Libera does, nonetheless, have a couple of adult Svengalis lurking in the background; namely, producers Robert Prizeman and Ian Tilley. Prizeman is the primary composer and arranger of this stuff, the majority of which is cynical, slick, and generic. A few wan live instruments are listed in the liner notes, but they are not heard well in Prizeman's thick, synthesizer soup, which sometimes drowns a few of the boys in its broth as well. When
Libera sings alone, as in the first two-thirds of Be Still My Soul arranged after Sibelius' Finlandia, it sounds pretty good -- perhaps not mystical or ecstatic, but pleasant singing in a multiplicity of well-harmonized parts taken from a mixture of single voices. Then the synth comes thundering in and you are back at what seems to be the opening ceremonies of the 2004 Greek Olympics, except that screaming boys are being rolled up and flattened out in a gigantic conceptual tarpaulin.
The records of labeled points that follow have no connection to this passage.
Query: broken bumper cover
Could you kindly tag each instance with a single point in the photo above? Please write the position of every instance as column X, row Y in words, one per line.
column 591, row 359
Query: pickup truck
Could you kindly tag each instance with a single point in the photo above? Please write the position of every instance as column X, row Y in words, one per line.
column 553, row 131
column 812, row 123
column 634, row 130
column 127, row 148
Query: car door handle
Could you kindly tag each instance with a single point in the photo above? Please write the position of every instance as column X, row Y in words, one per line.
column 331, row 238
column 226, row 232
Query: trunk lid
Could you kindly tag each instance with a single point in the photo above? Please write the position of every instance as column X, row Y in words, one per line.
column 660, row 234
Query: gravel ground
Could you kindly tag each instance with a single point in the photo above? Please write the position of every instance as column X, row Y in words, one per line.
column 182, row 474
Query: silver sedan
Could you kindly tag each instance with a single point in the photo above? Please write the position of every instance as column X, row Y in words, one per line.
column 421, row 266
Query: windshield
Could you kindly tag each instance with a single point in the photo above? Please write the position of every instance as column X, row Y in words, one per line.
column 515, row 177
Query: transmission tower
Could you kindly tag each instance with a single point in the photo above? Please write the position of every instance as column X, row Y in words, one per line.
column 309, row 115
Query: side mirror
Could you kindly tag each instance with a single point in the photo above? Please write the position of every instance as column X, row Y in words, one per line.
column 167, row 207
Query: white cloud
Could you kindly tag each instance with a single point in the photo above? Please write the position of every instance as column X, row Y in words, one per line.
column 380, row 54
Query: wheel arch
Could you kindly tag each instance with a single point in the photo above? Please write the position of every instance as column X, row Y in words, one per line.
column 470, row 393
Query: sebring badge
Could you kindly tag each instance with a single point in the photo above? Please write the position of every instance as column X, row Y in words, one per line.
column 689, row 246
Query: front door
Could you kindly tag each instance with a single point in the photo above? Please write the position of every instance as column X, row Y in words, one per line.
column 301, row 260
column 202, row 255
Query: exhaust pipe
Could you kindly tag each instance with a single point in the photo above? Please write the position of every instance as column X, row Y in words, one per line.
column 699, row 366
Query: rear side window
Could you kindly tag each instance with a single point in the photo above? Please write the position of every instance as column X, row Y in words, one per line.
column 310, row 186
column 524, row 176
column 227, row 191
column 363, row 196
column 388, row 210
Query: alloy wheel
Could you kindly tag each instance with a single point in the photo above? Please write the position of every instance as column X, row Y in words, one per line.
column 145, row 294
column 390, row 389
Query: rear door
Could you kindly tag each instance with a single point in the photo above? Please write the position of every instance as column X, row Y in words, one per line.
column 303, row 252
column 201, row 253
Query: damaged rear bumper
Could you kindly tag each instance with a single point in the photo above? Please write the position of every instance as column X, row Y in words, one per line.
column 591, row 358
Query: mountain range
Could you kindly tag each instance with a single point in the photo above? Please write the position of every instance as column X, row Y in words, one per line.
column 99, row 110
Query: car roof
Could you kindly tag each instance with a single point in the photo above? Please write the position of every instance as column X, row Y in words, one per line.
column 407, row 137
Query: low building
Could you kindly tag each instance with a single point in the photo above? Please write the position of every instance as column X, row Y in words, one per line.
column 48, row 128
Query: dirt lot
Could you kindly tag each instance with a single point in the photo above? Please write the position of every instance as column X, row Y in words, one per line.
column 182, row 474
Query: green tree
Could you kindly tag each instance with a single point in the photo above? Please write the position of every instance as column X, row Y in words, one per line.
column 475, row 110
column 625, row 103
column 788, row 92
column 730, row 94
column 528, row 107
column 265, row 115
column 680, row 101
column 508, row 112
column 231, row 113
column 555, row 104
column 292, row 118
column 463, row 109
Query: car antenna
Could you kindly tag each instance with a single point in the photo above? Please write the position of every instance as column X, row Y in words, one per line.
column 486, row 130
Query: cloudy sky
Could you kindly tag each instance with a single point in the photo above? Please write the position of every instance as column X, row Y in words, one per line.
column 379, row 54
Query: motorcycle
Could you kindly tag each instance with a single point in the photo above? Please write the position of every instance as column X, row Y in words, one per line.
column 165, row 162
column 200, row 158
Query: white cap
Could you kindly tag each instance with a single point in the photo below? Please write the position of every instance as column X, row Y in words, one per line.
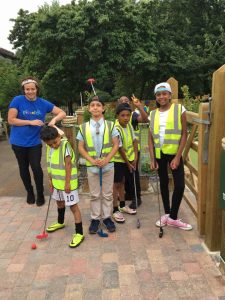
column 163, row 86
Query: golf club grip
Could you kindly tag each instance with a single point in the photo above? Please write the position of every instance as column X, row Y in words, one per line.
column 47, row 212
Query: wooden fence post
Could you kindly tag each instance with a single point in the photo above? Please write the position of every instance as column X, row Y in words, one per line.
column 217, row 130
column 202, row 170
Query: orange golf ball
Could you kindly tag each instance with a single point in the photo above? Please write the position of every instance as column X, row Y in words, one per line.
column 33, row 246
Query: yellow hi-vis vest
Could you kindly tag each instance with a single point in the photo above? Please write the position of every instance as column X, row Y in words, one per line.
column 172, row 132
column 137, row 132
column 89, row 144
column 126, row 141
column 56, row 166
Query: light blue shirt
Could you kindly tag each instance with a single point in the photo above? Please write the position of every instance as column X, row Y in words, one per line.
column 98, row 141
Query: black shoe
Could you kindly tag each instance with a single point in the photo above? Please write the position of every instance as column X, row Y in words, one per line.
column 133, row 205
column 128, row 197
column 30, row 197
column 109, row 224
column 40, row 199
column 93, row 228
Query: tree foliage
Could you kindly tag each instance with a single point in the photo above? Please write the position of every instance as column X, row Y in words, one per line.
column 127, row 45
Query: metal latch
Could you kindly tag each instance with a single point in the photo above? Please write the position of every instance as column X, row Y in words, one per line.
column 201, row 121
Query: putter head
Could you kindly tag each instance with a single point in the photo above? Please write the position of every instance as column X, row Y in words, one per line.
column 161, row 233
column 42, row 235
column 101, row 233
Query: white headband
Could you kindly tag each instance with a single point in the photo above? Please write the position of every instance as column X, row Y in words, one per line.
column 29, row 81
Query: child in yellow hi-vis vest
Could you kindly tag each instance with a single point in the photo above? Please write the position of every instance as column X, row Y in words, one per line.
column 98, row 142
column 167, row 139
column 124, row 162
column 63, row 181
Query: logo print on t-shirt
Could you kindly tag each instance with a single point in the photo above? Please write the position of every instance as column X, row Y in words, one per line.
column 36, row 113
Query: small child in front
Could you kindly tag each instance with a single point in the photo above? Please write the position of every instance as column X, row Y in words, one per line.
column 63, row 180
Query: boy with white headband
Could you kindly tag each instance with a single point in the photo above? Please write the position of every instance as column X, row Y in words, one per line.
column 167, row 139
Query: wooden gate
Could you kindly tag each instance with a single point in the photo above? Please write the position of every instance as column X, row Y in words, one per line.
column 196, row 163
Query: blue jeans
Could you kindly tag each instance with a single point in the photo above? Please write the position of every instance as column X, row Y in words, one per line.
column 30, row 156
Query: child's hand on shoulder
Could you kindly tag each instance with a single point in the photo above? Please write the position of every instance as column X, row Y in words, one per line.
column 154, row 165
column 103, row 162
column 175, row 163
column 67, row 187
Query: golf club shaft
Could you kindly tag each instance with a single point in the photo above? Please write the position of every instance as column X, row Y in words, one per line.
column 47, row 212
column 93, row 88
column 135, row 192
column 159, row 207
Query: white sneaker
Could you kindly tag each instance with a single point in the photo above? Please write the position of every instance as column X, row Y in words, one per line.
column 127, row 210
column 179, row 224
column 163, row 220
column 118, row 217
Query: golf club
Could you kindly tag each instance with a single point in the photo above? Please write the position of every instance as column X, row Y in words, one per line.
column 160, row 224
column 91, row 81
column 100, row 232
column 44, row 235
column 136, row 202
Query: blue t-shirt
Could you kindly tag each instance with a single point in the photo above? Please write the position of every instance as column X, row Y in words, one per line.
column 27, row 135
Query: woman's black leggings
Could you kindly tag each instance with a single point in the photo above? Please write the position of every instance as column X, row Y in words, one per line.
column 30, row 156
column 179, row 185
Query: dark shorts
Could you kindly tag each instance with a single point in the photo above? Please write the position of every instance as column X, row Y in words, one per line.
column 120, row 171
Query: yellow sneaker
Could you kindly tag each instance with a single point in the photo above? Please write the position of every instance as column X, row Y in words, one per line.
column 55, row 226
column 77, row 239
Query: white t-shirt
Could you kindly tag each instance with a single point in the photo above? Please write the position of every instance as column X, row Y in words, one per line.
column 163, row 115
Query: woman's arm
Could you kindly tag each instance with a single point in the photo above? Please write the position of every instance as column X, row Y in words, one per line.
column 13, row 120
column 59, row 115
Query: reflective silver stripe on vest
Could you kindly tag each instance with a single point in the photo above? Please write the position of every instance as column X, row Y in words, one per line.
column 157, row 145
column 155, row 136
column 175, row 116
column 176, row 129
column 89, row 149
column 83, row 127
column 174, row 142
column 152, row 120
column 61, row 177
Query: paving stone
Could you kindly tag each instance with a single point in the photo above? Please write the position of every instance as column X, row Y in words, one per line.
column 110, row 279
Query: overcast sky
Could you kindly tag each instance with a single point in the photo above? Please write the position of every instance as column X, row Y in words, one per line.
column 10, row 9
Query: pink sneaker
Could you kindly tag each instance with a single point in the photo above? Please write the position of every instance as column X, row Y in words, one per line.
column 179, row 224
column 163, row 220
column 127, row 210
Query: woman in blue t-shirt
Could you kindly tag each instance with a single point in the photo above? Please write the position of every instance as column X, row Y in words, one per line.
column 26, row 116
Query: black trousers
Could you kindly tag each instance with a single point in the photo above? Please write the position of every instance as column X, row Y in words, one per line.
column 30, row 156
column 179, row 185
column 129, row 184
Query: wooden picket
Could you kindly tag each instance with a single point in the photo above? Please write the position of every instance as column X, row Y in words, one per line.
column 196, row 175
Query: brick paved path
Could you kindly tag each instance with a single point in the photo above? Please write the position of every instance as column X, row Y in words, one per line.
column 129, row 264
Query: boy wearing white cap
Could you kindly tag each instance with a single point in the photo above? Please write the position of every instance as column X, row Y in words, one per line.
column 167, row 139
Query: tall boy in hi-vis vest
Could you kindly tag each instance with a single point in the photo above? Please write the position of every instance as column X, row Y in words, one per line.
column 63, row 181
column 167, row 139
column 98, row 143
column 125, row 162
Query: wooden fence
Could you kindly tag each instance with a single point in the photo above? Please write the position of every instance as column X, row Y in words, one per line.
column 195, row 162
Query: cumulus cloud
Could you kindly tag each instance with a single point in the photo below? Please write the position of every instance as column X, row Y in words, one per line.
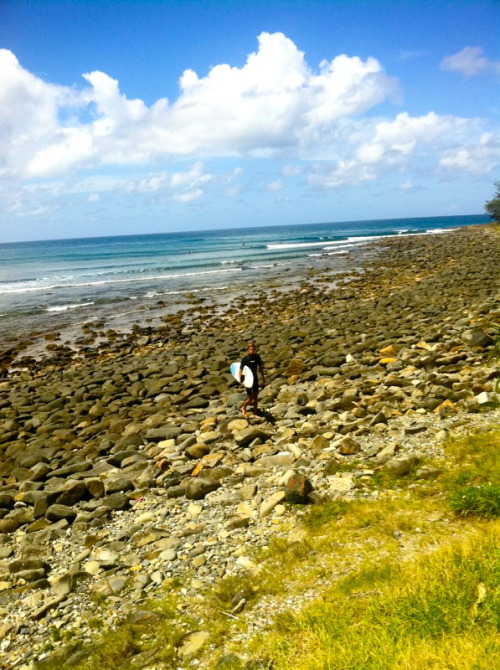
column 469, row 62
column 384, row 147
column 275, row 105
column 478, row 159
column 276, row 185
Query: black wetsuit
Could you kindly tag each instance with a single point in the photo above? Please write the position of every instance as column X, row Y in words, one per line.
column 252, row 361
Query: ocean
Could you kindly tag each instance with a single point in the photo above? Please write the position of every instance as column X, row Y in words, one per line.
column 42, row 282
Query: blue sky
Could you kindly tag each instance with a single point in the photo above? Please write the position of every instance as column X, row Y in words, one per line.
column 156, row 116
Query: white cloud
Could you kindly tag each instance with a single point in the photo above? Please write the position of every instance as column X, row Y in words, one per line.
column 480, row 158
column 188, row 196
column 470, row 62
column 427, row 141
column 275, row 102
column 292, row 170
column 276, row 185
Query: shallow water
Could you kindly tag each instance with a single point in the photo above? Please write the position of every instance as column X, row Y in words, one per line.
column 50, row 284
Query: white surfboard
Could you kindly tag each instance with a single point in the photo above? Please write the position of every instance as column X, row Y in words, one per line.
column 247, row 374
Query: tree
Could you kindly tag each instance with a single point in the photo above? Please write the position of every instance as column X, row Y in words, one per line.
column 492, row 207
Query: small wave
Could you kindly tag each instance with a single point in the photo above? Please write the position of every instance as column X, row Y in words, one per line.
column 329, row 253
column 128, row 280
column 64, row 308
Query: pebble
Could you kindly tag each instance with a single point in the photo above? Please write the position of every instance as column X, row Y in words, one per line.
column 120, row 472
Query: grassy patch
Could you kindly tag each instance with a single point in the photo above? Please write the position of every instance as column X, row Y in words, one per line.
column 473, row 485
column 483, row 501
column 414, row 615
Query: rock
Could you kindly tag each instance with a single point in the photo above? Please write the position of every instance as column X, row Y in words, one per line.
column 57, row 512
column 247, row 436
column 197, row 488
column 341, row 483
column 73, row 492
column 348, row 446
column 270, row 503
column 415, row 428
column 297, row 489
column 63, row 585
column 283, row 458
column 192, row 643
column 386, row 454
column 476, row 337
column 402, row 465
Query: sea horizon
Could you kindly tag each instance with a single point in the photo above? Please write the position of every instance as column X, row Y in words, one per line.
column 241, row 228
column 48, row 284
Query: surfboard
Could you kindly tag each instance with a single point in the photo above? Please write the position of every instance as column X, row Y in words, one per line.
column 247, row 374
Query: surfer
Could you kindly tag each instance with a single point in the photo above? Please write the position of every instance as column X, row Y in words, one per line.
column 253, row 361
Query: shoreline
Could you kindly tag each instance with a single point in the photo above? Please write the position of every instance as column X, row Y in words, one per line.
column 127, row 465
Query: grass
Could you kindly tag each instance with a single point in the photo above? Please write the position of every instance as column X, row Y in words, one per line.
column 411, row 615
column 409, row 581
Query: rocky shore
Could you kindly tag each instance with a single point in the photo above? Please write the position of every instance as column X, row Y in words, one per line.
column 126, row 463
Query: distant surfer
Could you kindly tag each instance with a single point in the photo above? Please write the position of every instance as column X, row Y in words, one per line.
column 253, row 361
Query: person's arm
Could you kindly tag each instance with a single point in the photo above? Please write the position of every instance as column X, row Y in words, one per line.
column 263, row 374
column 242, row 365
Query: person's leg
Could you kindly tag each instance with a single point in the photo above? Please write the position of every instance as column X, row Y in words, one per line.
column 246, row 403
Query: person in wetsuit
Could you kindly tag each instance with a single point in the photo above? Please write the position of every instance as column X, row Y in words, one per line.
column 253, row 361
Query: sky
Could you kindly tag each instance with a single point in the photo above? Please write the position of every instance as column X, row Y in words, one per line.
column 131, row 117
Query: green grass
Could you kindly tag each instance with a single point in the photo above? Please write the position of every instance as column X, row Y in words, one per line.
column 483, row 501
column 406, row 582
column 414, row 615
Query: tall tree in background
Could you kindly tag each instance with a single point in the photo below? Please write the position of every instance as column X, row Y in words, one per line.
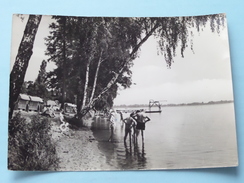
column 39, row 87
column 22, row 60
column 100, row 51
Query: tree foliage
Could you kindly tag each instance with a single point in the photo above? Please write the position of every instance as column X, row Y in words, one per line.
column 22, row 60
column 94, row 55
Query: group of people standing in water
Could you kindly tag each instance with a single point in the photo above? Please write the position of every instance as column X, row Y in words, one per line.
column 133, row 124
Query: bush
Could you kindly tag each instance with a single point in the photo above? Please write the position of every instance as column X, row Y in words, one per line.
column 30, row 144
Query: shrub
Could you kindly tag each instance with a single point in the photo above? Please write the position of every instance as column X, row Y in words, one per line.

Some of Prizeman's songs -- such as Salva me, Voca me, and I Am the Day -- are just awful; bad lyrics and mutilated Latin set to Euro synth-pop straight from the Tesco Disco.
The packaging is interesting -- one folds out the single sheet that divides into six panels to see every face in the choir as an individual, though one wonders why an EMI album titled Angel Voices is not on the Angel label, which EMI owns -- one smells a missed opportunity there. EMI Classics might be thinking that Angel Voices will be a good album for kids, the sort of wholesome thing that is both good for them and something they can identify with, like
the 5 Browns. But Angel Voices seems more likely to attract the interest of adults; mainly, ones with the wrong kinds of intentions.